Assessment of heterogeneity
It is generally expected that non-randomised studies will be more heterogeneous than randomised studies (Cochrane Handbook for Systematic Reviews of Interventions, Section 13.6.1 (Higgins 2011)), hence heterogeneity tolerance levels will be adjusted accordingly. Inconsistency among studies will be quantified by estimating I2 (Higgins 2011). When considerable heterogeneity is noted (I2 > 80%), the pooled estimate will be suppressed in the forest plot, and results will be reported as narrative text or in descriptive tables. For levels of I2 between 50% and 80%, heterogeneity will be considered as moderate, and pooled analysis will be attempted by using a random-effects model to allow for heterogeneity.
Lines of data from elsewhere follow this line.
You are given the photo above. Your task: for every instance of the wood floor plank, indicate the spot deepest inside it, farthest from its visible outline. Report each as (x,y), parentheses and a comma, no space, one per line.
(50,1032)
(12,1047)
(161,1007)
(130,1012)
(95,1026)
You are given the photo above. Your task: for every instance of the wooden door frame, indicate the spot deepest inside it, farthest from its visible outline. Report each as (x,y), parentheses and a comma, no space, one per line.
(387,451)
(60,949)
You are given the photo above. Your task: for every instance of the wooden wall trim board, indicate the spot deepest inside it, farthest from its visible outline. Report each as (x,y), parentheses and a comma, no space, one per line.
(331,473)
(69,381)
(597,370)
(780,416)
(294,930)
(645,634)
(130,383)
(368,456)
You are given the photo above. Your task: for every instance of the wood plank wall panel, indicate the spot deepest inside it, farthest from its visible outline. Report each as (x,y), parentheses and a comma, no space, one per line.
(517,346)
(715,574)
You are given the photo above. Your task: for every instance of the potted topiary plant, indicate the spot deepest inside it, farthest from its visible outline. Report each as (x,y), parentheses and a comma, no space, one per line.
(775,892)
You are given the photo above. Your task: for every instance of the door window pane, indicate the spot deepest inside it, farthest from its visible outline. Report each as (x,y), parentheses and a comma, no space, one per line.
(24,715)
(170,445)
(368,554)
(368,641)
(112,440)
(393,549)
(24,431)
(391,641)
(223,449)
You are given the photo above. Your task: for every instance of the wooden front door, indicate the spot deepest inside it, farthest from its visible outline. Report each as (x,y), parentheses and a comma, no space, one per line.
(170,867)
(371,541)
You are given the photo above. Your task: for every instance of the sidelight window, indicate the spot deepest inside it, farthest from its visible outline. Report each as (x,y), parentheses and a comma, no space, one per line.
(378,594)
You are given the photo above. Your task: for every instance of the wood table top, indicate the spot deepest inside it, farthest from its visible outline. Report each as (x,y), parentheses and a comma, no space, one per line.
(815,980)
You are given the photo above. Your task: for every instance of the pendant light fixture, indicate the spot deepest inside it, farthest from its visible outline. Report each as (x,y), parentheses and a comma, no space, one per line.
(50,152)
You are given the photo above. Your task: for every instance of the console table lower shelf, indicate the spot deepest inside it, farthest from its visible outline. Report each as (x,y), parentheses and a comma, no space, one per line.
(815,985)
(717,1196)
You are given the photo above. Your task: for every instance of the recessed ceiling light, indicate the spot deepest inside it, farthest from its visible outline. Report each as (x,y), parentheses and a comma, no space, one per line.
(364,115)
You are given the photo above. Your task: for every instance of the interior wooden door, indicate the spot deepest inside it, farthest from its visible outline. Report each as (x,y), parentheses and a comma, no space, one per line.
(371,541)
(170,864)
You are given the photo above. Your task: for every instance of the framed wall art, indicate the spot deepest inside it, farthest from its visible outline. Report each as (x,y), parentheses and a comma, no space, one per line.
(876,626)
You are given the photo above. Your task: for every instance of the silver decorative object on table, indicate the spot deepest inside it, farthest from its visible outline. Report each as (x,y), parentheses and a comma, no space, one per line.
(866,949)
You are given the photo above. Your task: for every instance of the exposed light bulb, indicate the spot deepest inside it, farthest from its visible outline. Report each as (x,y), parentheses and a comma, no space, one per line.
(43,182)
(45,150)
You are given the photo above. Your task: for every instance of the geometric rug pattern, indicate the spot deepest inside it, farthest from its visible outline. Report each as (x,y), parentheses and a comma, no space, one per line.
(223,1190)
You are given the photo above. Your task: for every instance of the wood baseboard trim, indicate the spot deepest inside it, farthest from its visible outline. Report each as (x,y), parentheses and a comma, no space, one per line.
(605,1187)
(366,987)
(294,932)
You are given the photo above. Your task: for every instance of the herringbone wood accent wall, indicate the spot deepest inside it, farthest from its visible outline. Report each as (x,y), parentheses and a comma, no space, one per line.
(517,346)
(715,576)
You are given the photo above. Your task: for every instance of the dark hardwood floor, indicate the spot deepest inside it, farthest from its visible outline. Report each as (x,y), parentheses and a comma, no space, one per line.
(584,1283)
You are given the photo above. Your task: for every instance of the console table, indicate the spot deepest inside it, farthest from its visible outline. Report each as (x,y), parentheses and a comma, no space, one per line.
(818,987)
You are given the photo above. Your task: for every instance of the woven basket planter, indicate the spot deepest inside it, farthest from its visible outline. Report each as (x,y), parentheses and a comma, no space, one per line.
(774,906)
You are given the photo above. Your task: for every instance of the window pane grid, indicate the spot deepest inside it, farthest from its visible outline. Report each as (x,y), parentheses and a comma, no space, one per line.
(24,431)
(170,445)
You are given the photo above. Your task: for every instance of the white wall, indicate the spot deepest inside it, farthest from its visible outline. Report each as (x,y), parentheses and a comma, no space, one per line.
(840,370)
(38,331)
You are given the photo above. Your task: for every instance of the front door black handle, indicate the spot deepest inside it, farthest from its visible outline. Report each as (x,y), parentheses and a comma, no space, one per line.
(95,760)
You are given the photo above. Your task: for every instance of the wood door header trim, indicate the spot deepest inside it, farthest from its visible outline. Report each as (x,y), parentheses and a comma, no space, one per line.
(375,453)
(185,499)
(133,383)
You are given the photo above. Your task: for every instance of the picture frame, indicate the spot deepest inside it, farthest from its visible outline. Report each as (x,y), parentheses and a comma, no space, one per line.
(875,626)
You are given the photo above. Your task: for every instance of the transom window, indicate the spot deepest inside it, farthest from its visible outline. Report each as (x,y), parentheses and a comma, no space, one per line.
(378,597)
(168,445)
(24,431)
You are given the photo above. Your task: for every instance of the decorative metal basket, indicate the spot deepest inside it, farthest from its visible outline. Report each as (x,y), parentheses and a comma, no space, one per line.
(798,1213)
Heterogeneity will also be explored by means of a priori agreed subgroup analyses.
Assessment of reporting biases
If more than 10 studies are available, publication bias will be assessed using Egger’s formal statistical test (Egger 1997) at the 90% level, and a funnel plot will be constructed. An Egger's modified test (Harbord's test) will be used to assess possible small-study effect biases (Harbord 2006).
To our knowledge, no RCTs will be available for inclusion in the analysis, and all included studies are expected to be case-control or cohort studies. If RCTs are found and included, meta-analyses will be carried out separately for RCTs in accordance with the intention-to-treat principle and for any non-randomised studies (cohort and case-control studies).
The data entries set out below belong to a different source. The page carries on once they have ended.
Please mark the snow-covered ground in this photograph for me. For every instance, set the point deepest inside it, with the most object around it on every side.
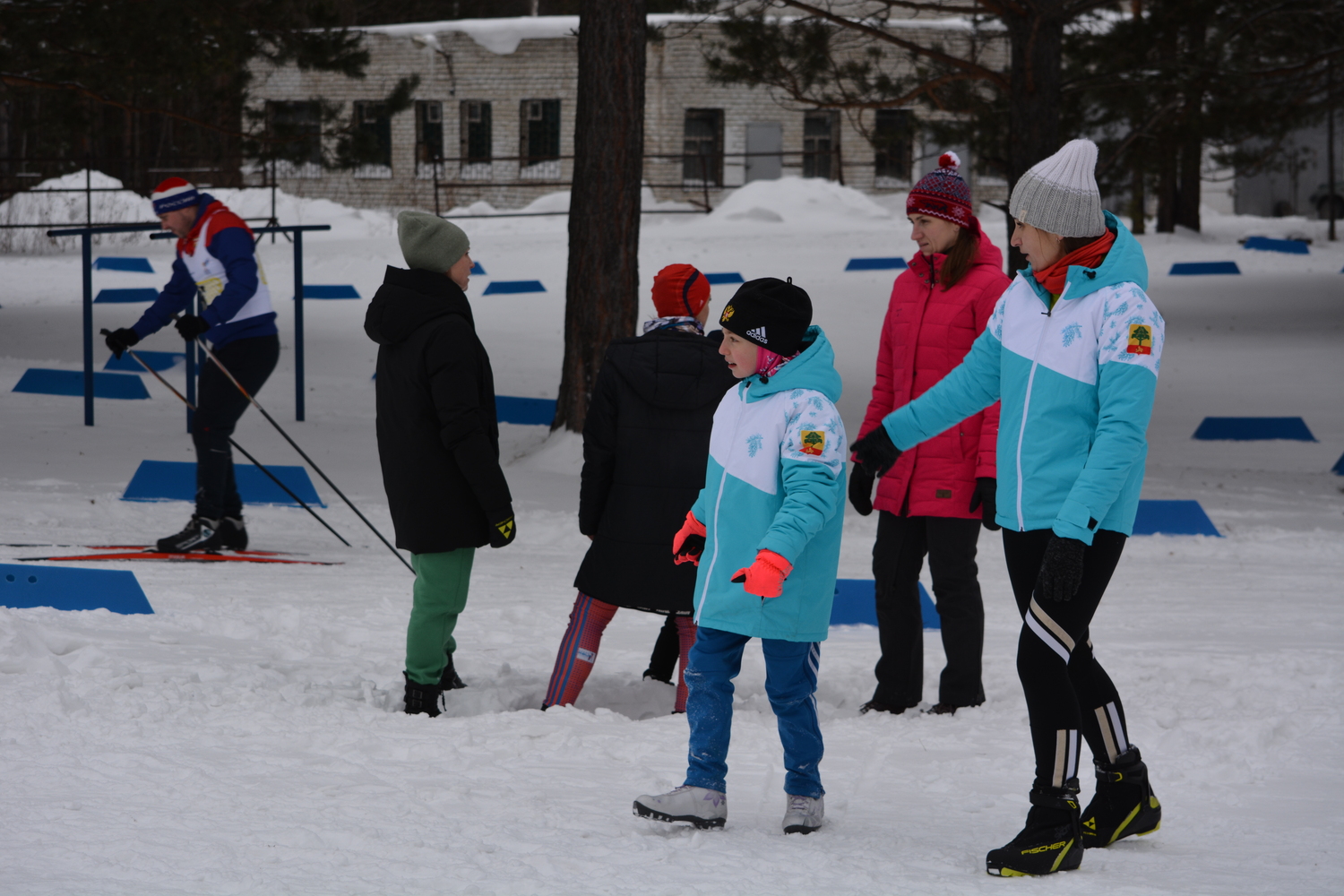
(246, 737)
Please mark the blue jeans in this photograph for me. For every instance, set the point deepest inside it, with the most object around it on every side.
(790, 681)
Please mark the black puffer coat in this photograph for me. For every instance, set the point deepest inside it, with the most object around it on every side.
(437, 433)
(645, 443)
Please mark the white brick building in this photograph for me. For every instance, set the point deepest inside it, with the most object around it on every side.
(496, 105)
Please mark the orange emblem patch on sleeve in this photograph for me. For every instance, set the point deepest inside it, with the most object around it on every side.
(1140, 340)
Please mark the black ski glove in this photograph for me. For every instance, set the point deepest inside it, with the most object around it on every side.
(503, 532)
(876, 452)
(1061, 568)
(986, 487)
(120, 340)
(191, 327)
(860, 489)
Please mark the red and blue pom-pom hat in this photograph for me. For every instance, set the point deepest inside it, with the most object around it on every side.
(174, 194)
(943, 194)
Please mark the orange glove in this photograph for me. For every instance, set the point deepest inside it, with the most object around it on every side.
(765, 578)
(688, 543)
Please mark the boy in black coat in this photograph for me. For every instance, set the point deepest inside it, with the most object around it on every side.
(437, 441)
(645, 441)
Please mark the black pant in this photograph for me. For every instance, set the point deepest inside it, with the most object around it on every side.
(218, 408)
(897, 559)
(1067, 691)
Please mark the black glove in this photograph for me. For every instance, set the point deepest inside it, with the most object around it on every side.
(1061, 568)
(860, 489)
(876, 452)
(123, 339)
(503, 532)
(191, 327)
(986, 487)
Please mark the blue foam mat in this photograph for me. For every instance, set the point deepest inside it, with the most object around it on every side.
(875, 263)
(115, 263)
(343, 290)
(40, 381)
(1266, 245)
(156, 362)
(855, 605)
(529, 411)
(1190, 269)
(125, 296)
(1174, 517)
(72, 589)
(513, 287)
(1253, 429)
(177, 481)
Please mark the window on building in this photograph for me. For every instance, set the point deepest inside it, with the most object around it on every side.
(540, 131)
(429, 132)
(892, 137)
(702, 147)
(478, 136)
(298, 126)
(374, 134)
(822, 144)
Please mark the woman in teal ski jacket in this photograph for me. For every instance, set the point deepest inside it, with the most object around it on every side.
(1073, 351)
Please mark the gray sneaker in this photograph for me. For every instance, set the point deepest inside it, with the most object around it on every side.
(695, 805)
(803, 814)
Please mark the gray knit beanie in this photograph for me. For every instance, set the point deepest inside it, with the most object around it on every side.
(429, 242)
(1059, 194)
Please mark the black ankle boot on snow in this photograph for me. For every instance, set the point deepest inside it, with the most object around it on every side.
(421, 697)
(1124, 805)
(1050, 840)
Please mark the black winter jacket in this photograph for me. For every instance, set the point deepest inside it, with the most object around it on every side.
(645, 443)
(437, 433)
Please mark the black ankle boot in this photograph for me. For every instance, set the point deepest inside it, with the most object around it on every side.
(421, 697)
(1124, 805)
(1048, 842)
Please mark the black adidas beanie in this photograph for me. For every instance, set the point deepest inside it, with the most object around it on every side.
(771, 314)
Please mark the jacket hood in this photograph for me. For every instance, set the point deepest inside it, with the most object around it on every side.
(926, 266)
(672, 370)
(410, 298)
(814, 368)
(1124, 263)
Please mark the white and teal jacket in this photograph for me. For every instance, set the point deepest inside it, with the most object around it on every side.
(774, 481)
(1077, 386)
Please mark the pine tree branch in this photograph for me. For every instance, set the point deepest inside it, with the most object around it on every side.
(969, 67)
Random-effects models will be used to calculate separate pooled effect estimates for each of the risk ratio (RR) measures (OR, HR, SIR, IRR) (DerSimonian 1986). As the absolute risk for cancer is rather small, the four relative measures are expected to yield similar estimates (Adami 2008; Larsson 2007). Yet, as described earlier, if feasible, separate analyses by type of effect estimate will be performed. Should only a small number of studies be available, we will attempt to transform ORs, RRs and HRs into a single metric to reduce heterogeneity and to provide more robust estimates. SIRs and IRRs will be analysed separately. Data permitting, the proposed data synthesis strategy will be supported by sensitivity analysis by type of measure. Separate analyses will be carried out for the different reference populations available (general population of women and subfertile women who did not receive fertility treatment).
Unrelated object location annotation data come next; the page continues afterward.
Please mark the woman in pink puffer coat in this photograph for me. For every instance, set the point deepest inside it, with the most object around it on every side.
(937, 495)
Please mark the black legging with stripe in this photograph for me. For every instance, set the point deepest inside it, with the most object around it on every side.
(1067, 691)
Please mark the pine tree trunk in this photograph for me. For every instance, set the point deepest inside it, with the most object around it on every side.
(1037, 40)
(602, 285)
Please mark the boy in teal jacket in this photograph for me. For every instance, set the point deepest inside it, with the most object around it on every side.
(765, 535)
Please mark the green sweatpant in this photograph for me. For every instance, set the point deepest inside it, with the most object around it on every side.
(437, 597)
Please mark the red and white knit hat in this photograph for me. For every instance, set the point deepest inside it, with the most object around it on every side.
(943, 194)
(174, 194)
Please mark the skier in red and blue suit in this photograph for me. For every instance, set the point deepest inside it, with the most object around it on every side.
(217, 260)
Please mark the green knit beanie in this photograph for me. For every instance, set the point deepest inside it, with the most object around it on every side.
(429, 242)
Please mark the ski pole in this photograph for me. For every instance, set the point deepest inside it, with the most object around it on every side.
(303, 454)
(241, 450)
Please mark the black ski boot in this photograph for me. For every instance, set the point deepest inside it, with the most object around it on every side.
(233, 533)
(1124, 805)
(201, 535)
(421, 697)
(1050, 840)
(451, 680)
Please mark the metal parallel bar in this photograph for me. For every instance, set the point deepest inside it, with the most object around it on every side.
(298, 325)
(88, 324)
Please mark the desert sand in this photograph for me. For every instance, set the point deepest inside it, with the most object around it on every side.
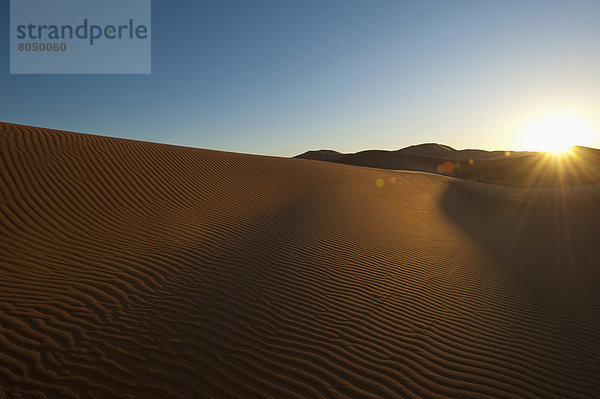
(132, 269)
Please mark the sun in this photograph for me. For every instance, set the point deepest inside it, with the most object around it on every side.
(556, 133)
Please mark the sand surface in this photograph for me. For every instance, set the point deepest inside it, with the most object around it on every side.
(132, 269)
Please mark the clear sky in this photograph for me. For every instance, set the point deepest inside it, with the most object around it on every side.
(282, 77)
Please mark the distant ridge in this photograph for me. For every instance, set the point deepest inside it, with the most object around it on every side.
(512, 168)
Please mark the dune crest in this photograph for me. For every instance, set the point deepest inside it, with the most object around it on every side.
(133, 269)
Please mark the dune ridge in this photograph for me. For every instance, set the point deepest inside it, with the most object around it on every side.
(133, 269)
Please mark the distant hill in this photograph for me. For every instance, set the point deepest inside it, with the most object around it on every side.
(519, 168)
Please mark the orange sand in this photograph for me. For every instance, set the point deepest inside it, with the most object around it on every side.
(132, 269)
A comparison of fixed-effect and random-effects summary effects would be used to explore small-study effect biases.
Subgroup analysis and investigation of heterogeneity
Should data be available, the various therapeutic agents will be evaluated by drug subtype (SERMs, gonadotrophins, GnRH agonists and antagonists, hCG) and as individual drugs. If sufficient studies are available, subgroup analyses will be performed for each ovary-stimulation agent by:
type of effect measures;
gravidity and/or parity;
causes of subfertility;
histological type of cancer;
dosage and/or number of cycles; and
studies including or excluding events during the first year of follow-up (Siristatidis 2013).
Although separate subgroup analyses will be attempted, it is well known that some of these factors may interact with each other; therefore, inferences will not be based solely on subgroup analyses, but meta-regression analysis will be additionally performed to adjust for mutual confounding.
As mentioned earlier (under Data synthesis) sensitivity analysis for each type of effect measure will be employed if sufficient numbers of studies are available. Sensitivity analyses based on the risk of bias assessment will also be carried out for the selection, performance and attrition bias domains.